The Mind and the Brain
Professionals refer to the bio-psychosocial model. Simply, the onset of these conditions is multifactorial. Things are going on in the world around you. Things are going on in your subjective space (your mind) and things are going on in your brain.
Your brain is not the same as your mind. Your brain is a collection of neurons. A hundred trillion connections exist between all the neurons in your brain. That is your brain. It has neurons and synapses and neurotransmitters and lobes and so forth.
Then there is your mind. Your mind is your “I.” It is your “me.” It is your subjective experience, your thought processes, your beliefs, the emotions that you experience, your memories, and your hopes and fears for the future. That is your mind.
Three Roots
Sometimes, the root of depression is in one’s biology. There is a problem with one’s neurotransmitters, for example.
Sometimes, the cause of depression or low mood is in one’s psychology. It is the thoughts you are having, the emotions you are experiencing, the memories that are coming back to you, and your fears about the future.
Other times, it is in one’s social context. What is going on around you? Such as a deadly pandemic, losing one’s job, worry about how to pay one’s bills, for example.
However, in many cases, it is a messy combination of one of those three. This is from a Western secular perspective. It is very much based on how we understand human beings.
One Theory
These are effectively three theories merged into one. The first theory, the biological theory, treats the human being as a total of the neurons in their brain. So what is the “I”? It is the total of the neurons in your brain. Find the neurons that are going wrong or the chemical that is depleted, replace it, and problem-solve. That is the human being is a machine.

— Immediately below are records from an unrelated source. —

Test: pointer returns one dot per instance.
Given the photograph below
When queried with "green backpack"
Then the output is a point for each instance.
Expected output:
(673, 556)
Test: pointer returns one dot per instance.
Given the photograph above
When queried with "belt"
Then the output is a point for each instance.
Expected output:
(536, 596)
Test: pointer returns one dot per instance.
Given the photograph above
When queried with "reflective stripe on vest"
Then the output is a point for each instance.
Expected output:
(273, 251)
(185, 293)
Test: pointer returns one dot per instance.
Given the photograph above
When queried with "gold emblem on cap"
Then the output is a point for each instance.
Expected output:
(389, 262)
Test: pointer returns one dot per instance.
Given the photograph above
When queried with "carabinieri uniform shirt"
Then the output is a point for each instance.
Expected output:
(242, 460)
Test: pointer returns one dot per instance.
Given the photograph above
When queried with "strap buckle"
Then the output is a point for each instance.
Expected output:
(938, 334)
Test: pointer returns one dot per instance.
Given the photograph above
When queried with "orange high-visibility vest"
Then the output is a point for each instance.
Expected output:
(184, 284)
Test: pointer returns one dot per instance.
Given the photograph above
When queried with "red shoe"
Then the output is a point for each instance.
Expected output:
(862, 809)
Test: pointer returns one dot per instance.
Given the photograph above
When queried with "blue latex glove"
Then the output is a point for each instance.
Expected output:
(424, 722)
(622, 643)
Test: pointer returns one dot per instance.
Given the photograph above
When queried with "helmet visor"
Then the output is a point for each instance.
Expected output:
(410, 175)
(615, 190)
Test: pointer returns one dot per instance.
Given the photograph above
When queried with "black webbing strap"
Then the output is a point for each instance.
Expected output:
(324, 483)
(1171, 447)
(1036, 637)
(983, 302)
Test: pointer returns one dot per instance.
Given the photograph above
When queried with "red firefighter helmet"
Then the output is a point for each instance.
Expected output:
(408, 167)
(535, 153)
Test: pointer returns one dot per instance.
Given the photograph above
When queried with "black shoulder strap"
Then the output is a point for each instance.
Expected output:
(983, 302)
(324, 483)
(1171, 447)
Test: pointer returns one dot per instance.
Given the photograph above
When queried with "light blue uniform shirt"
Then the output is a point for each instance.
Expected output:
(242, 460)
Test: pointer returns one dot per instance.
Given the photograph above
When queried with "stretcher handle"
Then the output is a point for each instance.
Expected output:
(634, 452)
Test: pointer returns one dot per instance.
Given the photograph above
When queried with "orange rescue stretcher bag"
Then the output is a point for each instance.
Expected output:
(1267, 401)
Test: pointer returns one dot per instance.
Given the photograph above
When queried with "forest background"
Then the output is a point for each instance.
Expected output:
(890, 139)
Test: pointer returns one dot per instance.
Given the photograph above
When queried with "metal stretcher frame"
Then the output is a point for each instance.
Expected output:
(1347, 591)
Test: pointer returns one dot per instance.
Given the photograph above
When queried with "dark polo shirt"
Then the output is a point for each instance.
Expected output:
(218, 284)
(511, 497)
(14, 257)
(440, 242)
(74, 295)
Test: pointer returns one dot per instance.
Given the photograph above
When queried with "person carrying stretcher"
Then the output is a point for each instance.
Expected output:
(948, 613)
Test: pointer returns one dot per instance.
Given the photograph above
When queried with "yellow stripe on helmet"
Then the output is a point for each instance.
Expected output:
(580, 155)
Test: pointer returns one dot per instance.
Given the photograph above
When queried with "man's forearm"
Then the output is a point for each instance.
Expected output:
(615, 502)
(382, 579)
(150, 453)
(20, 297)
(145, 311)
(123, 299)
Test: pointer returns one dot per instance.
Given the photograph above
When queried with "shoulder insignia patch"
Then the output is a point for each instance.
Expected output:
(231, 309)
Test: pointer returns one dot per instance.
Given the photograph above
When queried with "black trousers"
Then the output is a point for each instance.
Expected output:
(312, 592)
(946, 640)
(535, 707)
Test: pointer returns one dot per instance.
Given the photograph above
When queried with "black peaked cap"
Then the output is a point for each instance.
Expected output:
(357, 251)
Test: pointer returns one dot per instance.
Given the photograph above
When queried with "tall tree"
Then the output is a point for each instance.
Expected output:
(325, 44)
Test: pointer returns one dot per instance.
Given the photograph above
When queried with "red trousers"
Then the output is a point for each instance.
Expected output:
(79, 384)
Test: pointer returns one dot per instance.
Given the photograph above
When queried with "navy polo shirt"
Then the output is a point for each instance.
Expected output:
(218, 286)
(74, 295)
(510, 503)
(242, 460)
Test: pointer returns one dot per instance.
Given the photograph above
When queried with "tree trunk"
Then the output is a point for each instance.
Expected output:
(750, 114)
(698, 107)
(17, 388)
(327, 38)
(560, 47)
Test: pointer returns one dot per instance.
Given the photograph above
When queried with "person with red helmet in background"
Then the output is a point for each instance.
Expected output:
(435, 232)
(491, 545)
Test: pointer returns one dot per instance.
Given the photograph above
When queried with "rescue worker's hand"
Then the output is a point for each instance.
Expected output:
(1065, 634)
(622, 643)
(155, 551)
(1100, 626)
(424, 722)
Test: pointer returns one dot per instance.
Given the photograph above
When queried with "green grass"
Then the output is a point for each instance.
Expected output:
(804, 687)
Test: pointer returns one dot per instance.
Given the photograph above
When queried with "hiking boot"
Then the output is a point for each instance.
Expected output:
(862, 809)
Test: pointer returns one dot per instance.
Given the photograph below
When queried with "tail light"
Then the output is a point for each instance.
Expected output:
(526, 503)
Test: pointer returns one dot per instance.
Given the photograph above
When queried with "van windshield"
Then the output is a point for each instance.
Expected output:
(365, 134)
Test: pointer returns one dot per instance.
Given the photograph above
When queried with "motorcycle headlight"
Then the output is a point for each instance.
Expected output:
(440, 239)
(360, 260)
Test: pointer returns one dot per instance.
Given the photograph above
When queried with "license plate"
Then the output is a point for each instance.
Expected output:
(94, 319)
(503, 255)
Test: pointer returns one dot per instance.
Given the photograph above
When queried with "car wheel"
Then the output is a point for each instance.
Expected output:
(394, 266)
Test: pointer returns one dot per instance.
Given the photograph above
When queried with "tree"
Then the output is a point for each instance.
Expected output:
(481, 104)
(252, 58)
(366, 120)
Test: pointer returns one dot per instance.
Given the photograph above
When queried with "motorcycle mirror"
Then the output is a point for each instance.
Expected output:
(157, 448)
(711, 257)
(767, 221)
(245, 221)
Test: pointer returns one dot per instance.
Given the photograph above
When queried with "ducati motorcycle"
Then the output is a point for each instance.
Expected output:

The second approach is the psychological approach. This views the human being as a bundle of memories, thoughts, beliefs, emotions, hopes, fears, and so on. When something twists in the wrong direction, you get depression, you get anxiety, and so forth. That is the human being in terms of their own subjective experience of themselves.
Another theory is the social theory of the human. The human is only understood in terms of their relationship. You cannot understand a human being except through their relationships with other people, the people around them, their work, their finances, and so on. If there is a problem in one of those things, it is going to stress you. There will be some depression and anxiety.
Fundamental Relation
What was found is that it is not all biological. Sometimes that is all fine but there is still a problem. It is not all social because sometimes somebody has no social problems.
People have sought the good in each theory and put them together to get the picture. Generally, it works quite well. It is a nice holistic approach.
What is wrong with you and how you are feeling can partly be due to chemicals in your brain, and the way you are thinking. the emotions you are experiencing and some of it is about your social context.
What does a theological, theistic, or religious approach add to that? It adds one more dimension: The human being in terms of their most fundamental relationship, their relationship with the Divine. The connection to God and the understanding of all that they are experiencing based on that relationship.